Another key to Wiffle's timeless appeal has to be its born-in-the-USA, still-made-in-the-USA pedigree. The same family, the Mullanys, has been making the Wiffle balls for almost 60 years — and still use some of the original machinery.
Today Wiffle ball is bigger than ever. From the Smithsonian to South Park, the white plastic ball has become part of the fabric of American life. Saturday afternoons are for Wiffle ball games, but so are Sunday mornings, and Sunday comics strips have featured Wiffle prominently. Jeffy from Family Circus wants to know what happens to all the holes in his "Wiffle (Swiss) cheese." The Far Side, Hagar the Horrible, and In The Bleachers, too, have gotten a kick out of the Wiffle ball.
David Eisenhower played Wiffle ball on the White House lawn while his father-in-law, Richard Nixon, governed the nation from the inside.
The Wiffle ball was featured as one of the "Humble Masterpieces" in a recent show by the same name at New York's Museum of Modern Art.
It has been featured in countless advertisements for other products, most recently Target and Converse, providing that essential piece of casual Americana for set decoration.
A Wiffle-themed wedding/fundraiser in Massachusetts had the 90-year-old grandmother of the bride, Laura Goulet, tossing out the first pitch on her happy day. The scouting report had her as "awesome."
Even the Beastie Boys have made reference to a Wiffle bat. Enough said.
The Wiffle ball has been enshrined into the permanent collection of the National Baseball Hall of Fame in Cooperstown.

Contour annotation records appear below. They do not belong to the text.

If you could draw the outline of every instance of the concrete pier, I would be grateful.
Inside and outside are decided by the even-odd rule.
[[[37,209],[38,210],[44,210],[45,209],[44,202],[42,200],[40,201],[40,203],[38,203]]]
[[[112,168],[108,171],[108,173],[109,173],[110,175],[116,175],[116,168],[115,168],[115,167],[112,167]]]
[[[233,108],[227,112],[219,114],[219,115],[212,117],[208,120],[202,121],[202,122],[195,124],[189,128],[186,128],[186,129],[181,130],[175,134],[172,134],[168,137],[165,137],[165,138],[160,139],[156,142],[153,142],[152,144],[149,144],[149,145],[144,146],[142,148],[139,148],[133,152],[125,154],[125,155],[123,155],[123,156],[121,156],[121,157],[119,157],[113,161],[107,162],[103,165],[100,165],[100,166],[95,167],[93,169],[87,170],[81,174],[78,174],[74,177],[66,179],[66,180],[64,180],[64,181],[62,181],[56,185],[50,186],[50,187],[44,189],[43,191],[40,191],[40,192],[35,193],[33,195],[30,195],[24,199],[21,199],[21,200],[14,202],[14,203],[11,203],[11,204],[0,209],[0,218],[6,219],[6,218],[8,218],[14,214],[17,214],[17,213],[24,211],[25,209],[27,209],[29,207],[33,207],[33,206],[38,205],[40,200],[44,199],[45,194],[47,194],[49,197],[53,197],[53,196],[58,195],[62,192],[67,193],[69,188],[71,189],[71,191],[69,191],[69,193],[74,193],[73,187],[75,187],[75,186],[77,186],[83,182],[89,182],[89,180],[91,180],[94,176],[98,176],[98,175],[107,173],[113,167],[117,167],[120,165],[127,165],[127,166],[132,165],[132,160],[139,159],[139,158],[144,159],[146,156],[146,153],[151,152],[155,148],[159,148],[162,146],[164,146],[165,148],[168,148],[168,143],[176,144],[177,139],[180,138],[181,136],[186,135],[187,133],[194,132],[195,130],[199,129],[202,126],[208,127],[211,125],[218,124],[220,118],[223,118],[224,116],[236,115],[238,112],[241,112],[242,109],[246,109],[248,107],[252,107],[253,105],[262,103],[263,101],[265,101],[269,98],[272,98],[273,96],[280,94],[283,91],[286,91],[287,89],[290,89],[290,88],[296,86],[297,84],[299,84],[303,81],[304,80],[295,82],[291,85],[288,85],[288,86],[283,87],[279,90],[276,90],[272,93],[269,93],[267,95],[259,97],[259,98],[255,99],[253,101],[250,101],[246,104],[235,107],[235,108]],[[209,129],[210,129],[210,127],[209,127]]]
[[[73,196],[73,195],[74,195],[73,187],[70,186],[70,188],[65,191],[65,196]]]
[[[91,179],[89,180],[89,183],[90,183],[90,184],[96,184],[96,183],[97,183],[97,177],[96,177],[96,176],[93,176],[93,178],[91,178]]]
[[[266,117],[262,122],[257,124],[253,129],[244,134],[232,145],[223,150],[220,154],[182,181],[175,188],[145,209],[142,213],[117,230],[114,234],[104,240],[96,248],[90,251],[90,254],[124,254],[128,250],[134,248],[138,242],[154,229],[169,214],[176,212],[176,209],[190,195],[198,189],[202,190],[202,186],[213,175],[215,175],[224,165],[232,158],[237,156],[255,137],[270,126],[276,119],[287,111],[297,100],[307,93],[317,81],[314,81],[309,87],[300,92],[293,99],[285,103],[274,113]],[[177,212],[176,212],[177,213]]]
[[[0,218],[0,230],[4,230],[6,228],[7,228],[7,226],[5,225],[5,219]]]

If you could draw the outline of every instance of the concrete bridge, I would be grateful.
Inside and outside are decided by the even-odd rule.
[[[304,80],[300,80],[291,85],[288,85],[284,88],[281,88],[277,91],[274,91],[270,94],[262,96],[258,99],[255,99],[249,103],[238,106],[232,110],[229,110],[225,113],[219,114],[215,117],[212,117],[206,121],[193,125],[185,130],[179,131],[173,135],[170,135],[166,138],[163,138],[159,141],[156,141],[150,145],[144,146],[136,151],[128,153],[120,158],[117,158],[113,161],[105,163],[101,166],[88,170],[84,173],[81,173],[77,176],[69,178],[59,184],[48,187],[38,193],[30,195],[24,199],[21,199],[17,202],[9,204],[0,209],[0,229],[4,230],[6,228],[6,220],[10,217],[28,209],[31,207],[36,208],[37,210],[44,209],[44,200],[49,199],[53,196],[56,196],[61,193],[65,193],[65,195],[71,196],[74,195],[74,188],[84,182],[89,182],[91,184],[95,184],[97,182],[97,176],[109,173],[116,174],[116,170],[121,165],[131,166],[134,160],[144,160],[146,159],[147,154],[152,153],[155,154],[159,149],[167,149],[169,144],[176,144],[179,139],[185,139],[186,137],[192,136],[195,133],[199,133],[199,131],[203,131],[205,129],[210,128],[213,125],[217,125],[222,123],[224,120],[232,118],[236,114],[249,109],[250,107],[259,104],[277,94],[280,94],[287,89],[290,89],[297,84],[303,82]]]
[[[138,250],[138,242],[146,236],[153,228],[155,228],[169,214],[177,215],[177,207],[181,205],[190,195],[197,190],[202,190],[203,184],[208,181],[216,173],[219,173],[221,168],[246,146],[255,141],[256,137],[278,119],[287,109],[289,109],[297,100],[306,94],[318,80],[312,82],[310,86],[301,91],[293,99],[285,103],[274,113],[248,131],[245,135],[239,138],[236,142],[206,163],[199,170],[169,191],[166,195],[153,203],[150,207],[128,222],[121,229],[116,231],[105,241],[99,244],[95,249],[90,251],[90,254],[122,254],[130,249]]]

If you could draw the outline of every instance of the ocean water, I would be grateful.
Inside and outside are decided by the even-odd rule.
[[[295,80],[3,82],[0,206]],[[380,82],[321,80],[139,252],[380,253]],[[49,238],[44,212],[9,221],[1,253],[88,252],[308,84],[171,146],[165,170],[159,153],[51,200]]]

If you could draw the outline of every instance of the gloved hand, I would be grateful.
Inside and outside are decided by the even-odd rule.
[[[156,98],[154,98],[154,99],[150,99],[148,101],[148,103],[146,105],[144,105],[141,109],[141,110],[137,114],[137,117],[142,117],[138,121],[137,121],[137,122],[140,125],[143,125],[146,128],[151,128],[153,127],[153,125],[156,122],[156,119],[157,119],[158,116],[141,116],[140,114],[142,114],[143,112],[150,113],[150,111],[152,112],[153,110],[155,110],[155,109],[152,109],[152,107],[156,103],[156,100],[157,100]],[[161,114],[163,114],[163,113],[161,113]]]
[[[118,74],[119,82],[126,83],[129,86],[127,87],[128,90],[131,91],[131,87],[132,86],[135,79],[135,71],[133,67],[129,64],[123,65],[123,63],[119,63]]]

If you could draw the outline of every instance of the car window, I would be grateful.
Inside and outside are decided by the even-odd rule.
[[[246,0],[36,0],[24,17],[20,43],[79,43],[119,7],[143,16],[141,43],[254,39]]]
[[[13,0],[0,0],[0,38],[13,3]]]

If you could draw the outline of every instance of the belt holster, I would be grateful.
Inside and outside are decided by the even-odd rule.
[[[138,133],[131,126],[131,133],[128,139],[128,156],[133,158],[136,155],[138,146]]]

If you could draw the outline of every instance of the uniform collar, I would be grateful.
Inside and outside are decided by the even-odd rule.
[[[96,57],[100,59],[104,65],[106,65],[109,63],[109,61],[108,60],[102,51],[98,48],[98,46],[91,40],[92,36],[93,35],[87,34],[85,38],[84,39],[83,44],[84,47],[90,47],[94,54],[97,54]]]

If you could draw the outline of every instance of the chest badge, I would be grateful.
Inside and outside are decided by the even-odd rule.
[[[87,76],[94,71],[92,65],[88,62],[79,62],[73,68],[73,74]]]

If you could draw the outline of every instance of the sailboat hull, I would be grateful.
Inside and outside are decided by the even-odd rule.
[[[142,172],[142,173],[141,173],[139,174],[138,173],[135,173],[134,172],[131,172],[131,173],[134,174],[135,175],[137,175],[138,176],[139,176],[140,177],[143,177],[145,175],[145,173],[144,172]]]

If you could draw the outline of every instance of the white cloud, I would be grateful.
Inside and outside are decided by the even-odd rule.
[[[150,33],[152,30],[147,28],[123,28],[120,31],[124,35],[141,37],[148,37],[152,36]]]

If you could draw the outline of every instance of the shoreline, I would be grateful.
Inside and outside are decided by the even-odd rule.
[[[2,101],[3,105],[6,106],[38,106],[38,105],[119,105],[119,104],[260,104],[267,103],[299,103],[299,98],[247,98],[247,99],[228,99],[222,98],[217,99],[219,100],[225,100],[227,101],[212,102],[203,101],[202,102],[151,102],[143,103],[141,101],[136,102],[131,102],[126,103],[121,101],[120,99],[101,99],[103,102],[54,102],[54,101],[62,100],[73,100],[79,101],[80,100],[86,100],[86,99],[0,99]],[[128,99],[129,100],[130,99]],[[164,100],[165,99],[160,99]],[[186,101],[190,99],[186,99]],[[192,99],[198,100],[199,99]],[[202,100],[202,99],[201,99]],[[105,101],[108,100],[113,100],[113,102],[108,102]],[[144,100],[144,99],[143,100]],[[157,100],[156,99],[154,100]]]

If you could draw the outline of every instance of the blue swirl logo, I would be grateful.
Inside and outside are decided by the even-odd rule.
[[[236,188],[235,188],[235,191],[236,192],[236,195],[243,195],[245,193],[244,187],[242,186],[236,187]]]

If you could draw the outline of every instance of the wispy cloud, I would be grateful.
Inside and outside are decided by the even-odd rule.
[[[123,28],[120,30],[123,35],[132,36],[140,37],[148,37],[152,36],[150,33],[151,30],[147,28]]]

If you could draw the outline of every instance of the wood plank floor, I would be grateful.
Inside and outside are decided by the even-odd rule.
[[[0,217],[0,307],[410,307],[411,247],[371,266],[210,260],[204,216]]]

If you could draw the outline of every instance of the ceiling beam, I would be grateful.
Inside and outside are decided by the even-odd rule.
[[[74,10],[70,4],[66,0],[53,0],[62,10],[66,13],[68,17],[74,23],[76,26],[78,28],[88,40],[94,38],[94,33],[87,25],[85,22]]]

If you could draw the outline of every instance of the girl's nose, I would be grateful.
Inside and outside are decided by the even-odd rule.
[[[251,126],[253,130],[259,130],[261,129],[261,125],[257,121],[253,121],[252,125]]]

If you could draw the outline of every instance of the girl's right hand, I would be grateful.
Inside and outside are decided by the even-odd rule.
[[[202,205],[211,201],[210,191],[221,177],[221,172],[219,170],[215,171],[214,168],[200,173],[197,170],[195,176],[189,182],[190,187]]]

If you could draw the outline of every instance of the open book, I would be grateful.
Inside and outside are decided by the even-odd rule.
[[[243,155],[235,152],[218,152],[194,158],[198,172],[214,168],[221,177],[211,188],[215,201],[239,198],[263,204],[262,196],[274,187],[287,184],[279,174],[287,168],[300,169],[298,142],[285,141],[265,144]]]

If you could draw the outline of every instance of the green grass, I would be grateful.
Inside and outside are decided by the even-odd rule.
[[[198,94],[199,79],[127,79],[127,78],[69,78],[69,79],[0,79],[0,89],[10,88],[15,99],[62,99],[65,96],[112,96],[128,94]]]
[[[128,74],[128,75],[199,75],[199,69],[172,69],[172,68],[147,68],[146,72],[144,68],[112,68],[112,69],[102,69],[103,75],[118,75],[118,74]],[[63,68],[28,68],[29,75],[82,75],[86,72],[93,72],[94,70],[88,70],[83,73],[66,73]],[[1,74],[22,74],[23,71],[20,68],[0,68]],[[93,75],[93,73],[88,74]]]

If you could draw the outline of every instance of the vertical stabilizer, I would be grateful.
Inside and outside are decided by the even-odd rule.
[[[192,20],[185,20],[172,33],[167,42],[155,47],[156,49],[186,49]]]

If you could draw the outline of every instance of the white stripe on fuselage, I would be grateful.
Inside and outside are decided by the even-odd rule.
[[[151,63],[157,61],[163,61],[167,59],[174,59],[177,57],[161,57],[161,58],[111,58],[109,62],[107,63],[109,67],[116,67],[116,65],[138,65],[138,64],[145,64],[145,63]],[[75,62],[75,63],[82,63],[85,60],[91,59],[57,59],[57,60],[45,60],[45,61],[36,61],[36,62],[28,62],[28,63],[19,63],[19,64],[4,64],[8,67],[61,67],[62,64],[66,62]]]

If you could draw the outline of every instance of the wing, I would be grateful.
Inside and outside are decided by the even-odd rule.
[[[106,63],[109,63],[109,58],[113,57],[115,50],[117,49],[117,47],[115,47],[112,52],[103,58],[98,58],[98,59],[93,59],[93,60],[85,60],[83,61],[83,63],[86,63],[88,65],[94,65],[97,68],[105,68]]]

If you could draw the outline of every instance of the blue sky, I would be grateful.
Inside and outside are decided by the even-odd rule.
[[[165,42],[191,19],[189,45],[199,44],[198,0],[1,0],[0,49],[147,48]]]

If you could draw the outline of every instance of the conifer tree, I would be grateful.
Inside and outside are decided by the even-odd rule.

Wiffle seems nearly recession-proof and, even in tough economic times, it continues to sell briskly. How many Wiffle balls have been sold? Only three people know — and they're not talking. A good guess would be in the hundreds of millions, at least.
After nearly 60 years, Wiffle is still a terrific bargain. It costs under five bucks, it's made well, and you can use it again and again. For the price of a couple of slices and a Coke, you've got a full summer of fun.
As new generations of fans continue to discover the Wiffle phenomenon, they can thank recent developments like league play and aluminum bats. It's now a whole new ballgame.
To sum up Wiffle's part in the American psyche is someone who gets it: Connecticut governor Jodi Rell. Speaking about having the all-American company in her state's own backyard, she says, "The fact that the maker of an iconic piece of Americana like the Wiffle ball calls Connecticut home is one more feather in our cap. Wiffle ball conjures up so many positive images and emotions. For me, it evokes thoughts of summer, laughter, youth, excitement, family, and fun. Wiffle ball has been, and continues to be, an indelible part of America's recreational pastime."
This is mass-production in practice, this is Bernoulli's Principle and the Magnus Effect in action (more on that later). This is, for crying out loud, what they built the suburbs for. This is Wiffle ball.